Race, Class, and Genre

When I first saw the beta for DCC RPG I wrinkled my nose at the concept of race as class. I am accustomed to allowing any combination of the two with obvious synergies between certain mixtures. I fought my tendency to change this rule and have been running DCC RPG rules-as-written (mostly) since then. Having spent the last few months with this game, I realize race as class is a key part of the pulp fantasy world.

In pulp fantasy, the wider world, its denizens and dimensions, are not known. Common townsfolk rarely travel far from their village and, seldom know more than rumors of their neighbors. The adventurer, by comparison, risks life and limb to travel to those unknown places. Humans, who are always represented as varied creatures in these settings, have so many options to reflect this multitudinous nature. Demi-humans are not given as many options. The implication is that these societies are not nearly as numerous as humans and those who take up a life of adventure are even rarer.

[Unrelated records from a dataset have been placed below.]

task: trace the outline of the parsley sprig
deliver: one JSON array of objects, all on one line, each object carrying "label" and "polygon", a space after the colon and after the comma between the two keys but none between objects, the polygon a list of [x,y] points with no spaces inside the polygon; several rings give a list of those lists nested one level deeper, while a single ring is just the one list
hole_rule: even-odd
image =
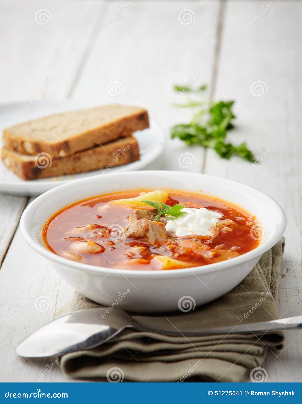
[{"label": "parsley sprig", "polygon": [[173,217],[177,217],[183,213],[186,213],[186,212],[183,212],[182,210],[185,207],[184,206],[180,206],[179,203],[177,203],[173,206],[169,206],[165,203],[161,202],[159,203],[158,202],[153,202],[152,201],[141,201],[144,203],[146,203],[147,205],[150,205],[155,209],[157,209],[159,213],[156,218],[155,221],[158,222],[160,218],[163,215],[168,215],[170,216]]},{"label": "parsley sprig", "polygon": [[[174,89],[184,91],[184,88],[188,87],[191,92],[204,91],[205,89],[204,86],[201,86],[194,90],[188,85],[175,86]],[[180,108],[193,109],[199,107],[199,109],[189,123],[175,125],[172,128],[172,139],[179,137],[189,145],[199,145],[213,149],[223,158],[229,159],[235,154],[249,161],[255,162],[255,157],[245,142],[236,146],[226,140],[228,131],[234,127],[232,120],[235,116],[232,107],[234,102],[189,100],[186,103],[173,104]]]}]

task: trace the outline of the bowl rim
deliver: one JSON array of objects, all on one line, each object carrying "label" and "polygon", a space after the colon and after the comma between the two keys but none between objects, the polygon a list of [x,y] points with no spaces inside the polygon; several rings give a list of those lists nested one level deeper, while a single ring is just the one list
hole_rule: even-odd
[{"label": "bowl rim", "polygon": [[[37,242],[36,240],[35,240],[31,236],[25,225],[25,221],[27,217],[29,215],[29,212],[33,209],[36,207],[38,207],[38,206],[42,205],[44,203],[44,200],[45,198],[47,200],[48,195],[58,192],[59,193],[61,190],[63,190],[63,188],[70,186],[72,184],[73,186],[76,186],[78,183],[84,183],[86,181],[91,180],[93,179],[95,180],[98,178],[102,178],[103,179],[104,176],[100,175],[99,176],[90,176],[86,177],[84,178],[81,178],[72,182],[62,184],[62,185],[59,185],[58,187],[56,187],[55,188],[50,189],[49,191],[46,191],[39,196],[38,196],[28,205],[24,210],[20,220],[20,227],[21,232],[25,241],[28,243],[30,247],[38,254],[48,259],[50,261],[54,261],[56,263],[68,267],[75,270],[87,272],[90,274],[99,275],[110,275],[118,277],[124,276],[127,278],[130,277],[135,278],[140,278],[141,276],[152,278],[154,278],[154,277],[156,278],[158,277],[159,279],[163,277],[173,278],[175,278],[175,276],[176,276],[177,278],[178,278],[179,276],[188,276],[189,275],[189,273],[191,273],[194,276],[196,276],[201,274],[209,274],[211,272],[214,272],[217,271],[226,269],[230,267],[237,266],[240,264],[243,263],[247,261],[249,259],[253,262],[253,259],[262,255],[264,253],[274,246],[281,238],[286,226],[286,217],[284,211],[280,204],[275,200],[273,198],[265,192],[258,189],[254,187],[251,187],[250,185],[246,185],[245,184],[243,184],[242,183],[223,178],[222,177],[209,175],[201,173],[186,173],[184,172],[178,172],[173,170],[144,170],[143,171],[127,171],[125,173],[122,172],[107,174],[106,175],[106,177],[109,177],[110,179],[110,177],[112,177],[113,176],[116,177],[123,175],[129,175],[131,174],[135,175],[136,173],[143,173],[144,174],[146,174],[146,175],[150,174],[155,175],[156,174],[161,175],[164,174],[166,175],[169,174],[169,175],[173,175],[175,173],[179,174],[180,172],[181,172],[183,174],[185,175],[201,176],[204,177],[211,177],[218,181],[223,180],[224,181],[230,184],[232,183],[239,184],[240,186],[242,185],[244,187],[247,187],[251,189],[255,190],[258,192],[260,193],[265,195],[277,208],[281,215],[281,223],[279,224],[276,225],[276,231],[271,237],[265,241],[263,244],[261,244],[255,248],[248,251],[247,253],[246,253],[242,255],[239,255],[238,257],[232,258],[232,259],[226,260],[224,261],[220,261],[219,262],[211,264],[207,264],[204,265],[177,269],[169,269],[167,271],[144,271],[117,269],[108,268],[105,267],[97,267],[88,264],[84,264],[78,263],[76,261],[72,261],[68,259],[67,258],[64,258],[63,257],[57,255],[55,253],[52,253],[50,250],[48,250],[46,246],[44,247],[41,245]],[[83,199],[84,199],[84,198]],[[80,202],[80,201],[79,201],[79,202]],[[67,203],[64,206],[68,206],[68,203]],[[256,265],[256,263],[257,261],[254,263],[254,265]]]}]

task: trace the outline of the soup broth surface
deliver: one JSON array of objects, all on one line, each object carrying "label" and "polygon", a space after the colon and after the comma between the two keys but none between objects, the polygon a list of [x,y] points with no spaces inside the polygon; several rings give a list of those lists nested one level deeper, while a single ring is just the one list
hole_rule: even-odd
[{"label": "soup broth surface", "polygon": [[[168,240],[155,246],[125,237],[122,227],[129,224],[127,218],[133,208],[110,205],[108,202],[149,191],[140,190],[104,195],[68,206],[57,213],[45,225],[43,232],[44,242],[53,253],[67,259],[117,270],[163,270],[161,263],[153,259],[159,255],[176,260],[180,265],[179,268],[205,265],[232,259],[250,251],[259,244],[257,238],[253,236],[252,228],[255,225],[256,218],[248,213],[214,197],[176,190],[168,191],[167,204],[172,206],[184,203],[186,207],[205,207],[221,214],[222,219],[231,221],[232,225],[219,229],[219,232],[217,230],[215,236],[212,237],[192,234],[177,237],[168,232]],[[146,205],[146,208],[151,206]],[[225,223],[227,225],[228,222]],[[103,231],[101,234],[95,235],[93,232],[77,233],[74,230],[87,225],[95,225]],[[96,253],[86,253],[75,248],[75,245],[78,245],[75,243],[84,241],[88,242],[91,250],[98,248]],[[137,247],[140,248],[135,248]],[[164,269],[177,267],[174,263],[174,266],[172,265]]]}]

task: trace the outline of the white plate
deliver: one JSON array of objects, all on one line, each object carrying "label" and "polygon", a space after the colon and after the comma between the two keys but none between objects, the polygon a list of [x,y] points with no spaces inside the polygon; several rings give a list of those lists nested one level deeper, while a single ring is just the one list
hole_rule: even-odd
[{"label": "white plate", "polygon": [[[93,105],[74,101],[45,101],[21,102],[0,105],[0,129],[51,114],[89,107]],[[21,180],[2,164],[0,159],[0,192],[15,195],[36,196],[51,188],[75,179],[107,173],[132,171],[144,168],[157,157],[165,145],[163,129],[152,119],[150,127],[135,134],[137,139],[141,158],[137,161],[123,166],[112,167],[107,170],[97,170],[88,173],[59,177],[25,181]]]}]

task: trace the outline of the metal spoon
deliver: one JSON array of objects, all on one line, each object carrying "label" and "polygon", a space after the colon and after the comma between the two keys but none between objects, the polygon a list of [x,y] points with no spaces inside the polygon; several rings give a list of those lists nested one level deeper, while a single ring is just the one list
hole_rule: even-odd
[{"label": "metal spoon", "polygon": [[246,325],[195,330],[158,328],[133,320],[125,311],[110,307],[88,309],[65,314],[35,331],[17,347],[20,356],[62,355],[107,342],[126,328],[173,337],[278,331],[302,328],[302,316]]}]

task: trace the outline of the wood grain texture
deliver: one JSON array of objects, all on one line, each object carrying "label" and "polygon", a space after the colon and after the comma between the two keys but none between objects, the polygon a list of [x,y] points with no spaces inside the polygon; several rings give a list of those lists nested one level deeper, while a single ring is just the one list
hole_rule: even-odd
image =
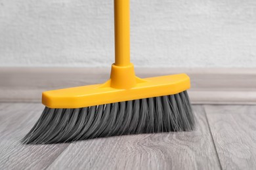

Recent editions of the world's most popular roleplaying game, which do not have these restrictions, are not pulp fantasy. High fantasy implies a world with much more stability and where knowledge is not so scarce. Each civilization is thriving to some degree, and, though adventurers are rare, they are not so rare that you cannot find representatives of every class archetype for most races.

Really, that's what this whole issue comes down to: archetypes. Humans in a pulp fantasy world have no archetype, which is why they have more class options available (though often less than their high fantasy counterparts). The other demi-human societies do have archetypes though, which is why they fewer or no options in regards to their class.